Ma in quella stagione, proprio in quella e poi mai più, era a Budapest a cercare di raccogliere i frutti degli alberi di una generazione senza precedenti.

lo zio Neil lo sa sempre prima

La Honved aveva superato per sorteggio il turno preliminare e si trovava, come scritto sopra, ad affrontare negli ottavi di finale i campioni di Spagna dell’Athletic Bilbao. L’andata prevista al San Mamès si disputò il 22 novembre del 1956 e vide i baschi imporsi per 3-2, risultato sicuramente ribaltabile nel ritorno. Ovviamente Kosics non si fece pregare e segnò il secondo gol dei suoi, quello che, se fossimo in condizioni normali, definiremmo della speranza.
Il ritorno si sarebbe dovuto disputare a Budapest, al Nepstadion, più o meno un mese dopo ed invece, il 19 dicembre, le squadre scendono in campo all’Heysel di Bruxelles.


Crossroads – Il Novecento irrompe in campo

Stalin cade in area: rigore per la Roma 

Sono le 15 del 23 ottobre 1956 e gli studenti dell’università di Tecnologia ed Economia di Budapest scendono in piazza per mostrare la propria solidarietà agli studenti della città polacca di Poznan, in cui il governo filo-sovietico aveva represso nel sangue una manifestazione.
La folla si ingrossa e, superato il Danubio, punta minacciosa verso il Parlamento.
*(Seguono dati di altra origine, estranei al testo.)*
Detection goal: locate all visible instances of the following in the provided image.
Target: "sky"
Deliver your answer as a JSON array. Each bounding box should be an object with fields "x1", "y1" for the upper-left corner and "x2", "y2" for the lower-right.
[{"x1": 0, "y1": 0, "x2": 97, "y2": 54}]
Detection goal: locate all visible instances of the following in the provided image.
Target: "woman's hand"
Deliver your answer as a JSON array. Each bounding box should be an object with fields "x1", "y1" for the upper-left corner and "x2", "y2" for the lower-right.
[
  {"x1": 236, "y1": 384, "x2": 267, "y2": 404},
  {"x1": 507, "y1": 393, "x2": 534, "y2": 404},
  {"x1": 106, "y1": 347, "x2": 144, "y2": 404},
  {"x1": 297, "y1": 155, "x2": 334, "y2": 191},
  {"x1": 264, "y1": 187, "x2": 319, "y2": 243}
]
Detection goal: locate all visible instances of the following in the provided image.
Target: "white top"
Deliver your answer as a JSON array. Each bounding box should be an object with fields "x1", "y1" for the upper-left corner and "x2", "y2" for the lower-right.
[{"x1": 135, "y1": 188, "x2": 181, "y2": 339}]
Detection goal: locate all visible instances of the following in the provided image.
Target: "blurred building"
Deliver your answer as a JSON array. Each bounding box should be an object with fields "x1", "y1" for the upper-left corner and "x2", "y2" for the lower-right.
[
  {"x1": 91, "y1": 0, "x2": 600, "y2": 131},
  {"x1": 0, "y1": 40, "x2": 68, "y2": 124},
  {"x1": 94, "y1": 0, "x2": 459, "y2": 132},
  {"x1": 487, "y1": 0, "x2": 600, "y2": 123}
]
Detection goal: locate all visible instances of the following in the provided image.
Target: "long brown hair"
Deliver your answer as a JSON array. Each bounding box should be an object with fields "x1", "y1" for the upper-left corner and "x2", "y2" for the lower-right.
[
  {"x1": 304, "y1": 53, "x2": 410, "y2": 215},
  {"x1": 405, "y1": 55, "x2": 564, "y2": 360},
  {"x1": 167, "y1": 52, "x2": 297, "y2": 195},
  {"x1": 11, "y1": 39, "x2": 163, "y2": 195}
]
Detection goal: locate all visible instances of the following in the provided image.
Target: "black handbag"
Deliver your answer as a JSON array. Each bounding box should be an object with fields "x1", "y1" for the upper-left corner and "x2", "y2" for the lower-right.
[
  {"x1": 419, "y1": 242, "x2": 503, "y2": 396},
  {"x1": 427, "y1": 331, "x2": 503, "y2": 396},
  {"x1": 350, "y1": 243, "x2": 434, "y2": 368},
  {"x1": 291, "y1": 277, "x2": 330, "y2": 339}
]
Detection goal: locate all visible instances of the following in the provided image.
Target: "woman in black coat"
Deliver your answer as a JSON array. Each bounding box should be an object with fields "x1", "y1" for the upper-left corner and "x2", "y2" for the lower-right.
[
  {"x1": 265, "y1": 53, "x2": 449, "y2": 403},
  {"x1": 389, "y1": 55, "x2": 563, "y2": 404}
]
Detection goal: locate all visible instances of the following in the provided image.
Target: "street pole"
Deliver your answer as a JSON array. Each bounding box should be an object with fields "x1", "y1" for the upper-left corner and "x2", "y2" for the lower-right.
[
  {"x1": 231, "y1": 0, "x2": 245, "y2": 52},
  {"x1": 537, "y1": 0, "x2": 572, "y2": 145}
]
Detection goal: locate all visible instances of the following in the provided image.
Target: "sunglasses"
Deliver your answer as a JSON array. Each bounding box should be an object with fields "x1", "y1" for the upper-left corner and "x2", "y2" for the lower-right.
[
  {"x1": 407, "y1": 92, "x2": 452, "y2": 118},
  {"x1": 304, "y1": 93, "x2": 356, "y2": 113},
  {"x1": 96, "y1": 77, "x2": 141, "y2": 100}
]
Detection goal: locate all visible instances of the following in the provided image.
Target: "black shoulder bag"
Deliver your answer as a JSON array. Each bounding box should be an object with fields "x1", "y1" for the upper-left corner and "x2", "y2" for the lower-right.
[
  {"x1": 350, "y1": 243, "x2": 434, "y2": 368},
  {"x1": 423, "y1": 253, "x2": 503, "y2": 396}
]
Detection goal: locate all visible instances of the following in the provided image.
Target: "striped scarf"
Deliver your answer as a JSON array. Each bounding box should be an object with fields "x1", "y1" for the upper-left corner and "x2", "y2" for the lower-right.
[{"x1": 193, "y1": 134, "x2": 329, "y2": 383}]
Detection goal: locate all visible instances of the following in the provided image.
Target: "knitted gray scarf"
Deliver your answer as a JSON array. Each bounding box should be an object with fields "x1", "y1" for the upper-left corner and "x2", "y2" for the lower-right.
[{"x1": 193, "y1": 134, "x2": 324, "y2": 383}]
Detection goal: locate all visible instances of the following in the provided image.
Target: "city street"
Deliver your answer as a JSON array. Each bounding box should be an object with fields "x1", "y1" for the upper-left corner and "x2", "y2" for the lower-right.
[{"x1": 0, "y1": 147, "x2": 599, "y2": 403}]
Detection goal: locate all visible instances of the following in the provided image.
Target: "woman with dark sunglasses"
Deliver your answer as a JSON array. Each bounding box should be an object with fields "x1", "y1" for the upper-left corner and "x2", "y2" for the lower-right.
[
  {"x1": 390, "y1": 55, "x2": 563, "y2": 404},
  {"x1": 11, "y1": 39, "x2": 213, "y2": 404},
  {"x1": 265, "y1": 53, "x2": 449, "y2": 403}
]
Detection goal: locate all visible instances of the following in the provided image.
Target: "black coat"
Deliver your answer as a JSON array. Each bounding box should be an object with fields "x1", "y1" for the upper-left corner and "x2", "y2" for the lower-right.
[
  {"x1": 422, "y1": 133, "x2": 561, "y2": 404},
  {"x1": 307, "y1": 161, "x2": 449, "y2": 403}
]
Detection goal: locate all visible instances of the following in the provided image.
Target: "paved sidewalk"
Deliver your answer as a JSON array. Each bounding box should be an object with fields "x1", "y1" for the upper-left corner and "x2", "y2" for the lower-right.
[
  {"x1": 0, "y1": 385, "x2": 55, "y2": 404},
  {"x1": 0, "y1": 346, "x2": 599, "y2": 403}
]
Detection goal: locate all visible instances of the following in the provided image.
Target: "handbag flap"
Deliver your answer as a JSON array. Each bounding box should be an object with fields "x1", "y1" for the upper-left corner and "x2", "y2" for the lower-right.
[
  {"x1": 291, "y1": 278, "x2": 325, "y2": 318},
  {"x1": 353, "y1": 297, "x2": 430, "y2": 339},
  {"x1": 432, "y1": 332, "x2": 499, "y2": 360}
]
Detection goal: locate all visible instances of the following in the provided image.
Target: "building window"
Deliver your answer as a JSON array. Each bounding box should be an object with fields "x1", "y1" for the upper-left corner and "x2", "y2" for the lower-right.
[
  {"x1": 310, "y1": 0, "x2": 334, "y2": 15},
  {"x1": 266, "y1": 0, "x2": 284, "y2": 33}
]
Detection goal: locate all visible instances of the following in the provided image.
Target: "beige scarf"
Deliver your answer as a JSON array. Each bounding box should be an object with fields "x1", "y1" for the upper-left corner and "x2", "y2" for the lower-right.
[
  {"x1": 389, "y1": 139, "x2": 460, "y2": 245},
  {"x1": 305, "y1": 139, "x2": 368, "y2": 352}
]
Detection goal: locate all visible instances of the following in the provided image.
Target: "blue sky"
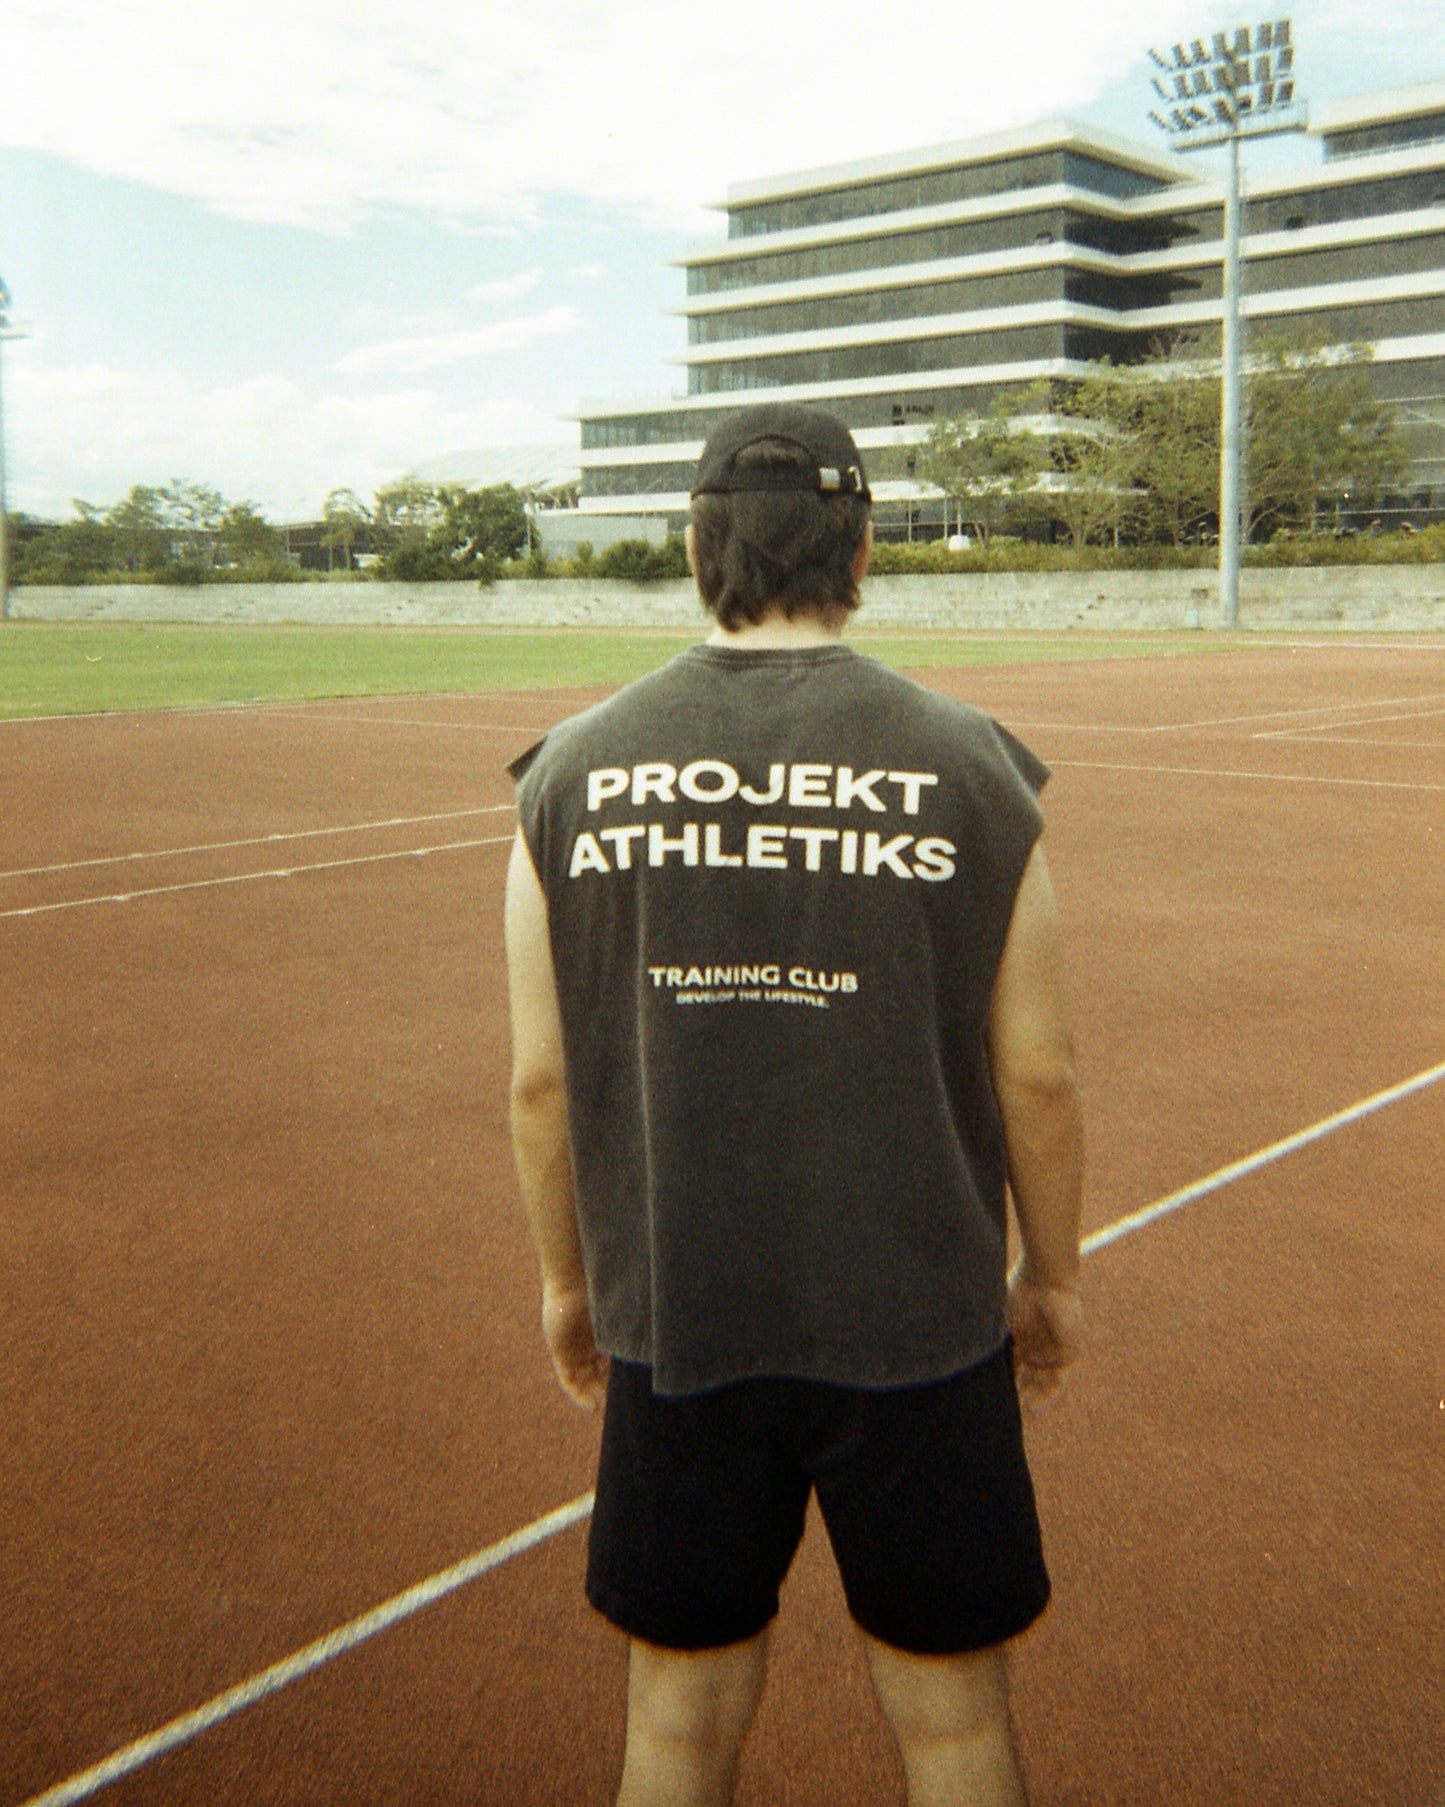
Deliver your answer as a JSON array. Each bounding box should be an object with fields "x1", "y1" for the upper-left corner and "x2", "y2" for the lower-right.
[{"x1": 0, "y1": 0, "x2": 1439, "y2": 522}]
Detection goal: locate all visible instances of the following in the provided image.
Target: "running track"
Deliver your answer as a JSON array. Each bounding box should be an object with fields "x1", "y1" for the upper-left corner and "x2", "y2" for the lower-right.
[{"x1": 1, "y1": 641, "x2": 1441, "y2": 1804}]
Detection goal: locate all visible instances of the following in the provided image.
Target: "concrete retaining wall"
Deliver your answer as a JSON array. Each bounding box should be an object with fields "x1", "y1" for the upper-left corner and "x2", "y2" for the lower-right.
[{"x1": 9, "y1": 564, "x2": 1445, "y2": 633}]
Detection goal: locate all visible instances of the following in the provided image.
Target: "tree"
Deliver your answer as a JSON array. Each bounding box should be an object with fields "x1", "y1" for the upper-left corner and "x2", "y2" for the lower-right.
[
  {"x1": 1244, "y1": 335, "x2": 1408, "y2": 536},
  {"x1": 88, "y1": 485, "x2": 169, "y2": 573},
  {"x1": 1122, "y1": 349, "x2": 1219, "y2": 547},
  {"x1": 921, "y1": 397, "x2": 1043, "y2": 546},
  {"x1": 320, "y1": 487, "x2": 372, "y2": 573},
  {"x1": 436, "y1": 484, "x2": 528, "y2": 575},
  {"x1": 1058, "y1": 346, "x2": 1217, "y2": 548},
  {"x1": 153, "y1": 479, "x2": 226, "y2": 570},
  {"x1": 372, "y1": 480, "x2": 528, "y2": 580},
  {"x1": 1032, "y1": 373, "x2": 1150, "y2": 548},
  {"x1": 372, "y1": 479, "x2": 442, "y2": 549},
  {"x1": 216, "y1": 502, "x2": 282, "y2": 568},
  {"x1": 13, "y1": 507, "x2": 123, "y2": 582}
]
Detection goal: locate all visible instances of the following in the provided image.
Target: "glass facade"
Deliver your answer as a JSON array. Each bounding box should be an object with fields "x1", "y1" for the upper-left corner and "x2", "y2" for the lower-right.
[
  {"x1": 689, "y1": 209, "x2": 1068, "y2": 296},
  {"x1": 1250, "y1": 294, "x2": 1445, "y2": 345},
  {"x1": 1367, "y1": 356, "x2": 1445, "y2": 402},
  {"x1": 1324, "y1": 111, "x2": 1445, "y2": 160},
  {"x1": 1245, "y1": 168, "x2": 1445, "y2": 235},
  {"x1": 1065, "y1": 211, "x2": 1194, "y2": 255},
  {"x1": 726, "y1": 150, "x2": 1169, "y2": 241},
  {"x1": 688, "y1": 268, "x2": 1068, "y2": 345},
  {"x1": 584, "y1": 462, "x2": 695, "y2": 498},
  {"x1": 1119, "y1": 233, "x2": 1445, "y2": 308},
  {"x1": 688, "y1": 323, "x2": 1071, "y2": 393},
  {"x1": 583, "y1": 410, "x2": 720, "y2": 450},
  {"x1": 1246, "y1": 232, "x2": 1445, "y2": 295},
  {"x1": 728, "y1": 152, "x2": 1068, "y2": 238}
]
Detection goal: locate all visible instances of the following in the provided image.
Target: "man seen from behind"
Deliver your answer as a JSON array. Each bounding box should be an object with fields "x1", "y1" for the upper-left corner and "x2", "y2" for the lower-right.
[{"x1": 505, "y1": 402, "x2": 1085, "y2": 1806}]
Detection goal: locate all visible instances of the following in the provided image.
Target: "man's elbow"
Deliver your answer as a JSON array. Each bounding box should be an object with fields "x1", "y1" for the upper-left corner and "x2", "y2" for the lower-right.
[
  {"x1": 511, "y1": 1062, "x2": 567, "y2": 1118},
  {"x1": 993, "y1": 1042, "x2": 1081, "y2": 1117}
]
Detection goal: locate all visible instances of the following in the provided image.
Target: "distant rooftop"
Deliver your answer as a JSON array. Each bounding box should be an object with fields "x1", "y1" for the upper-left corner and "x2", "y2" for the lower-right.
[
  {"x1": 712, "y1": 116, "x2": 1189, "y2": 212},
  {"x1": 1317, "y1": 78, "x2": 1445, "y2": 135}
]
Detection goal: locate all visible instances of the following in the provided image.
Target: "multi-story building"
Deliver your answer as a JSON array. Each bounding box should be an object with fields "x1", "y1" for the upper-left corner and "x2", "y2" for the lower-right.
[{"x1": 575, "y1": 78, "x2": 1445, "y2": 536}]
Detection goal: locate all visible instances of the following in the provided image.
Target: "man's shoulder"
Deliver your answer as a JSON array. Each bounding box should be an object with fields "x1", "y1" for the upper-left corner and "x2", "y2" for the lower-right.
[
  {"x1": 841, "y1": 650, "x2": 1027, "y2": 741},
  {"x1": 509, "y1": 647, "x2": 706, "y2": 784}
]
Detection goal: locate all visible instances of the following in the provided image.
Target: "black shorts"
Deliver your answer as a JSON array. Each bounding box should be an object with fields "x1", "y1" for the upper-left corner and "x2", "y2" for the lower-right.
[{"x1": 586, "y1": 1340, "x2": 1050, "y2": 1655}]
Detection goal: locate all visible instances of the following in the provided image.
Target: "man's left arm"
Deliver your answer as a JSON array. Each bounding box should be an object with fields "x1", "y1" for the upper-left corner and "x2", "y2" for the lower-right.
[{"x1": 503, "y1": 827, "x2": 607, "y2": 1411}]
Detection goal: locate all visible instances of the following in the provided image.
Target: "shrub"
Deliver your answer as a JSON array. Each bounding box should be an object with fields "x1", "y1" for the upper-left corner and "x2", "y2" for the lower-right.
[
  {"x1": 595, "y1": 536, "x2": 689, "y2": 583},
  {"x1": 379, "y1": 541, "x2": 455, "y2": 581}
]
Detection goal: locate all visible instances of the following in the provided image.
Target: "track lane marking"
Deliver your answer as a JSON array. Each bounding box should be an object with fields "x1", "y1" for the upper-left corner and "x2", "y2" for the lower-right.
[
  {"x1": 1082, "y1": 1059, "x2": 1445, "y2": 1254},
  {"x1": 0, "y1": 808, "x2": 514, "y2": 883},
  {"x1": 259, "y1": 714, "x2": 557, "y2": 732},
  {"x1": 12, "y1": 1059, "x2": 1444, "y2": 1807},
  {"x1": 1255, "y1": 704, "x2": 1445, "y2": 739},
  {"x1": 1255, "y1": 734, "x2": 1445, "y2": 751},
  {"x1": 1147, "y1": 689, "x2": 1445, "y2": 731},
  {"x1": 0, "y1": 837, "x2": 514, "y2": 920},
  {"x1": 1003, "y1": 695, "x2": 1445, "y2": 739},
  {"x1": 1050, "y1": 759, "x2": 1445, "y2": 793},
  {"x1": 14, "y1": 1495, "x2": 596, "y2": 1807}
]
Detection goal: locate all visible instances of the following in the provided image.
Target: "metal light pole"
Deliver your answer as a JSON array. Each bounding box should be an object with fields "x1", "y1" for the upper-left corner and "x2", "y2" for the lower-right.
[
  {"x1": 1148, "y1": 19, "x2": 1307, "y2": 628},
  {"x1": 0, "y1": 277, "x2": 13, "y2": 621}
]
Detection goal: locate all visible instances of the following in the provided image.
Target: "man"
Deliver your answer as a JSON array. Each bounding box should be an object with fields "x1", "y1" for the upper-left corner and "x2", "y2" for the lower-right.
[{"x1": 505, "y1": 402, "x2": 1084, "y2": 1807}]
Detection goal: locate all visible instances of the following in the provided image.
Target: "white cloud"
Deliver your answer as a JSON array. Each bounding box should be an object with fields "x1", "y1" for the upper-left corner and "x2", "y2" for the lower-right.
[
  {"x1": 335, "y1": 305, "x2": 582, "y2": 375},
  {"x1": 470, "y1": 269, "x2": 543, "y2": 305},
  {"x1": 7, "y1": 0, "x2": 1422, "y2": 233},
  {"x1": 5, "y1": 358, "x2": 576, "y2": 519},
  {"x1": 339, "y1": 304, "x2": 459, "y2": 338}
]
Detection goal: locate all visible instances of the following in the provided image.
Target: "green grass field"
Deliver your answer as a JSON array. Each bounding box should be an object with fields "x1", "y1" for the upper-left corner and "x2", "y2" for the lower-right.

Viene divelta la statua di Stalin e vengono date alle fiamme diverse librerie sovietiche. I soldati ungheresi strappano le stelle rosse delle loro uniformi e si uniscono al fiume umano di cui sopra.
L’AHV, la polizia di sicurezza, invece, spara sulla folla ma non è una grande idea.
Il casino assume immediatamente dimensioni ingestibili per il governo di Nagy e l’URSS decide che è ora di dare precisi ordini ai militari sovietici dislocati nel territorio ungherese.
Ma costoro, da anni in servizio permanente nelle terre del bel Danubio blu, oramai sono integrati alla perfezione e fanno finta di non capire e non intervengono in maniera appropriata.
Mentre Chruščёv non sa bene come comportarsi, l’AHV continua a sparare sulla folla e nelle fabbriche sorgono Consigli Operai che cercano di guidare la rivoluzione in maniera più organica e meno a cazzo di cane.
Nagy cerca di negoziare un cessate il fuoco con Chruščёv e ci riesce il 28 ottobre di quel 1956. Dal canto suo il plenipotenziario URSS cerca di cavarsela con una soluzione pacifica “alla polacca” che prevederebbe un aumento di diritti civili nominali, ma un sostanziale mantenimento dello status quo.
Ma l’affaire-Suez (URSS-Egitto vs USA-Israele-GB-Francia) appena scoppiato in Egitto non permette all’Unione Sovietica di mostrarsi troppo “gentile” nei rapporti con i propri satelliti al di qua della cortina di ferro.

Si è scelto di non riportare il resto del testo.